Since April 21 is Al Purdy Day, I think it appropriate to consider this phrase I heard from Al back in the eighties when he did a reading in Hamilton. I don’t remember the ins and outs of the discussion that led to this remark but it did stick with me, and to such an extent that I had it engraved into a bracelet.

So, poetry is dangerous? Aside from possibly irritating someone bigger and stronger, how can there be anything “dangerous” about playing around with words? Al gives a tongue in cheek glimpse of the dangers in his poem “At the Quinte Hotel” but it can run deeper than a bar brawl.

There is, of course, the physical: when some macho man takes delight in manhandling the wimp poet. That is the least of a poet’s worries. It is the ambiguous influences of poetry on a life that are more dangerous and perhaps not as easily recognized.

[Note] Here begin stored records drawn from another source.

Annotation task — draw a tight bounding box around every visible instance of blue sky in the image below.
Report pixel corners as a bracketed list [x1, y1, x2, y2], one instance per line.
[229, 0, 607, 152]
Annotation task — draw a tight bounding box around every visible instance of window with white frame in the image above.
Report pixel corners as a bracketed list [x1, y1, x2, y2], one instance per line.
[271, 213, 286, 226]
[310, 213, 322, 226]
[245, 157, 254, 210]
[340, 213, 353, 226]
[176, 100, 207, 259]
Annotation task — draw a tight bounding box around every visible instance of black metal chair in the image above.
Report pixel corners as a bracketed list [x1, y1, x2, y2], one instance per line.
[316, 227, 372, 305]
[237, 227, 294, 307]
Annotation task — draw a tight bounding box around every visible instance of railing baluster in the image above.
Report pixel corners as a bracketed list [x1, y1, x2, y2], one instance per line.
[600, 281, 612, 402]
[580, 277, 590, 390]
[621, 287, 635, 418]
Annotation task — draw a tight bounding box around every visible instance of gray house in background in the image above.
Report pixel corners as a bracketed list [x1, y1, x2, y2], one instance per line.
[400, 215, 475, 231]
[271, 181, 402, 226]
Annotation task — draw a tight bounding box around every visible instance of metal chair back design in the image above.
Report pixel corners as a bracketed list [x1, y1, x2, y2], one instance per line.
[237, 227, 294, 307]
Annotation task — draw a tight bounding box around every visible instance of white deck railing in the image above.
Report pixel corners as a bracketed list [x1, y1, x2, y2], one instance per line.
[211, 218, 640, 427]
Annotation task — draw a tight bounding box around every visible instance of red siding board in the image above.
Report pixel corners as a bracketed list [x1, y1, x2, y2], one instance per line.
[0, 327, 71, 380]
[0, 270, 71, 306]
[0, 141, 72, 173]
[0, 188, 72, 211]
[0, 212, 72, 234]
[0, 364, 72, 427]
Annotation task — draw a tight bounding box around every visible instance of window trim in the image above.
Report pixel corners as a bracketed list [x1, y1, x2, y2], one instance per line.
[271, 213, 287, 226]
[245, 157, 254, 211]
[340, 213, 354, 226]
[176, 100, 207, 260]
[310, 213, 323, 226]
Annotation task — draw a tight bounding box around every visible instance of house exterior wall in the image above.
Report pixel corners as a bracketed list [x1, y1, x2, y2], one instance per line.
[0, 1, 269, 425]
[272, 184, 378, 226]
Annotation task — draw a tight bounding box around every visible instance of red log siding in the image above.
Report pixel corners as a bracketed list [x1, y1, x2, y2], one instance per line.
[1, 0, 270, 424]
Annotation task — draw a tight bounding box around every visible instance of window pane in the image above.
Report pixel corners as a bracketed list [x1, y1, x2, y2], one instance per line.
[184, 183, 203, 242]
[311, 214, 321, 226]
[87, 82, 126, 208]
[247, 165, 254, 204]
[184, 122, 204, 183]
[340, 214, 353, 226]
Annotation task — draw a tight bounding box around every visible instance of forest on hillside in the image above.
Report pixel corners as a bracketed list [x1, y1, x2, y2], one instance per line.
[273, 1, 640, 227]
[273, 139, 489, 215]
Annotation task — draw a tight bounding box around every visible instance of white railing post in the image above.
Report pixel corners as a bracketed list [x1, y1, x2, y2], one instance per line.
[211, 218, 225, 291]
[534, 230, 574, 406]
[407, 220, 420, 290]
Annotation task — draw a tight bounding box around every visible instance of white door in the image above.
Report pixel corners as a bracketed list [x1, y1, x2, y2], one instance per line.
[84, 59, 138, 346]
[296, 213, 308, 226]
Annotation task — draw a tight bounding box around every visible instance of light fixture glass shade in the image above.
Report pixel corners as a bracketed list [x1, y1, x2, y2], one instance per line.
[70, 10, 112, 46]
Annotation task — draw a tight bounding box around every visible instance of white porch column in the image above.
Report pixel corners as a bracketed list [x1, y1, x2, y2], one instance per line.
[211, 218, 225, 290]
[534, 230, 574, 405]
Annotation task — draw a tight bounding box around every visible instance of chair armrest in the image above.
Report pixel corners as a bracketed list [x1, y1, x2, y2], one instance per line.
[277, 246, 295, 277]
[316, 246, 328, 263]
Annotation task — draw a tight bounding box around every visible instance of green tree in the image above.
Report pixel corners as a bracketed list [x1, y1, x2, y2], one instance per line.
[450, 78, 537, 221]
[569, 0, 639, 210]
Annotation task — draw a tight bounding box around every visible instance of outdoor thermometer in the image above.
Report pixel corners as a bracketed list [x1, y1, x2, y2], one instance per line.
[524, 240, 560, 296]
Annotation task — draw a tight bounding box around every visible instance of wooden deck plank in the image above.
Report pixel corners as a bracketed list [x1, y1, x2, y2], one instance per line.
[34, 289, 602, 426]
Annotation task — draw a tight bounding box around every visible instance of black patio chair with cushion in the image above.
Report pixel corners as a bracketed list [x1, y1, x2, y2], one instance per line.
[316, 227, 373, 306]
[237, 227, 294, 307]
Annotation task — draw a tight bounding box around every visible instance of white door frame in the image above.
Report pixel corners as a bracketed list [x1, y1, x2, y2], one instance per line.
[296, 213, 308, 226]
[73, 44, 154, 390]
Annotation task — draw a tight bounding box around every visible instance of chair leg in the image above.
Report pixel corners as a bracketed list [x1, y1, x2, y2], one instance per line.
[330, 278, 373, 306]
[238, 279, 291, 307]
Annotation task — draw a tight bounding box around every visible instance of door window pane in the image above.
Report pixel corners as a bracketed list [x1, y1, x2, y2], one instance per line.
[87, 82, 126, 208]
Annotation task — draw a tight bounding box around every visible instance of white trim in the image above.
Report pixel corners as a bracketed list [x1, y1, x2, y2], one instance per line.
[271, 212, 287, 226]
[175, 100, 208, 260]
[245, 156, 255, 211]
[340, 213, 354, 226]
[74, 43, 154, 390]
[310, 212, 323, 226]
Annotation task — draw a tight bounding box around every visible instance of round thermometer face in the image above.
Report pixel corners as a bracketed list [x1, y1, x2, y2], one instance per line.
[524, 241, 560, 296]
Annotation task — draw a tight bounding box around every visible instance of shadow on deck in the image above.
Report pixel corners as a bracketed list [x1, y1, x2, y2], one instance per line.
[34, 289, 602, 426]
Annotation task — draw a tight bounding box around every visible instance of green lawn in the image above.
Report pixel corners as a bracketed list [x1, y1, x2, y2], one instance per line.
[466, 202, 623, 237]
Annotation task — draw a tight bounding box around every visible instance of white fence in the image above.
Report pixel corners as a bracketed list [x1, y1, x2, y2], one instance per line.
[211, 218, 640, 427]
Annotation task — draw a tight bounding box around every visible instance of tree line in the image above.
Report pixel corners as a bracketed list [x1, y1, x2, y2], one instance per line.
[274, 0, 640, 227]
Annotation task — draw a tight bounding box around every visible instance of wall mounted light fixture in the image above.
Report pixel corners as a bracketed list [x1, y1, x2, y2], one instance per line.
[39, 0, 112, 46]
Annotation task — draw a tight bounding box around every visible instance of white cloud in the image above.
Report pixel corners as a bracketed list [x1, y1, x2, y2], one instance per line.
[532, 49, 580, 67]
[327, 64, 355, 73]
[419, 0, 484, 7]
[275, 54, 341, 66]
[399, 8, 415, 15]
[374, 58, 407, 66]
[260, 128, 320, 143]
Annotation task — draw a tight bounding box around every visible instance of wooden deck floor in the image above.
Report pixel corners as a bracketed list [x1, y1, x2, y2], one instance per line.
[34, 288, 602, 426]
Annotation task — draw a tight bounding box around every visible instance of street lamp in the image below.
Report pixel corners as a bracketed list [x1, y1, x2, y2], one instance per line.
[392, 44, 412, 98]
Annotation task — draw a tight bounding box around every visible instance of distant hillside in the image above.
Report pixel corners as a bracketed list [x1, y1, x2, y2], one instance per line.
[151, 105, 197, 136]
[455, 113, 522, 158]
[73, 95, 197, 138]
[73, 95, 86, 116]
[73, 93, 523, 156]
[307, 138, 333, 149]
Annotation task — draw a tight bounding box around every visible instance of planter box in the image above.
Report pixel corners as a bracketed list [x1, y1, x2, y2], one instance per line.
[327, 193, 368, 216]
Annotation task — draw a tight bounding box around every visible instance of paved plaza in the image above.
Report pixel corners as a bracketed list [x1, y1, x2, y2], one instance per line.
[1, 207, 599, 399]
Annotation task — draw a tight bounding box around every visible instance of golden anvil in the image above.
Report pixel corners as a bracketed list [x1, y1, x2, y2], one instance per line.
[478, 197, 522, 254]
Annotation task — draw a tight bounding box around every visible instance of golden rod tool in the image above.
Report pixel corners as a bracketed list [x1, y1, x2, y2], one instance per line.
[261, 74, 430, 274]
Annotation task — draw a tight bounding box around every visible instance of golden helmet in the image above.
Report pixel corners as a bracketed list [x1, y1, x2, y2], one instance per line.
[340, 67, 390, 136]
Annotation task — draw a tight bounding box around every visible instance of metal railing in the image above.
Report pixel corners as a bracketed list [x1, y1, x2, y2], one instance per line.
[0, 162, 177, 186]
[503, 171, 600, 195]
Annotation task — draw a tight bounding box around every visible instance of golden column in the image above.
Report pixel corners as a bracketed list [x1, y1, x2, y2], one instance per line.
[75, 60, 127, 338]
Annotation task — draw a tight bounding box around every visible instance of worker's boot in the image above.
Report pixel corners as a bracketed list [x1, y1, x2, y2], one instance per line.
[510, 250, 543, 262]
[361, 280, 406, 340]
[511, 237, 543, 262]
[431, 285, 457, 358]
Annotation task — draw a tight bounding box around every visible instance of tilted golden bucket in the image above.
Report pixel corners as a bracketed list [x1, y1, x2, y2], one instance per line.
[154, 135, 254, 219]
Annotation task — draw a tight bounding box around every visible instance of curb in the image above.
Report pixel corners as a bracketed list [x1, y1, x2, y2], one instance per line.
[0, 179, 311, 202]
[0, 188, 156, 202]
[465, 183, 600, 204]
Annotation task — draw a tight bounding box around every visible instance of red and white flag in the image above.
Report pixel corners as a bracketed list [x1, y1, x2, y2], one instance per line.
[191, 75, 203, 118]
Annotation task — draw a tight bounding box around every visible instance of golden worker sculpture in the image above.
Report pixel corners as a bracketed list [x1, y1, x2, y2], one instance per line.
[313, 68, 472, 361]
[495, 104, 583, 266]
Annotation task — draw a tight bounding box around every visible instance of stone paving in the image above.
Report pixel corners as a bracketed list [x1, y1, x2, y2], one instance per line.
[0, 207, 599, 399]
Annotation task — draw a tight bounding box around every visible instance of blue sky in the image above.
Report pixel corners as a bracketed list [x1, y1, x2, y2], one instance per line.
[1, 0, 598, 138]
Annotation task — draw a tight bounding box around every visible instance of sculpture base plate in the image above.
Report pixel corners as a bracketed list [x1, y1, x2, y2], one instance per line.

Poetry, the making and writing, the publishing and performing – “chasing the Muse” – can become as consuming as an addiction. When all of the poet’s time revolves around poetry, the “normal” aspects of life suffer. Poets may isolate themselves from their family and loved ones. Their circle of friends becomes a collection of only those who deal with poetry. You seldom find a fervent poet who writes “on the side” no matter how good or dedicated they are. And how much good is a life spent scrambling from grant to award and all the stops between?

We poets cannot live by words and poems only. We need to live, to dig our fingers into the soil and cup water in our hands even if metaphorically. To exist otherwise is dangerous. Dangerous to ourselves and how others perceive us but also dangerous for our work, for our mission. If we isolate ourselves from living as others live, how can we experience that life, explain its joys and sorrows, explore its meanings. Isn’t that why we are poets?

So keep a wary eye out for what poetry may be doing to you. We know it’s not easy; when it begins to seem so remember, the muse is cunning and powerful. Or as Al Purdy warned me, “Poetry is dangerous.”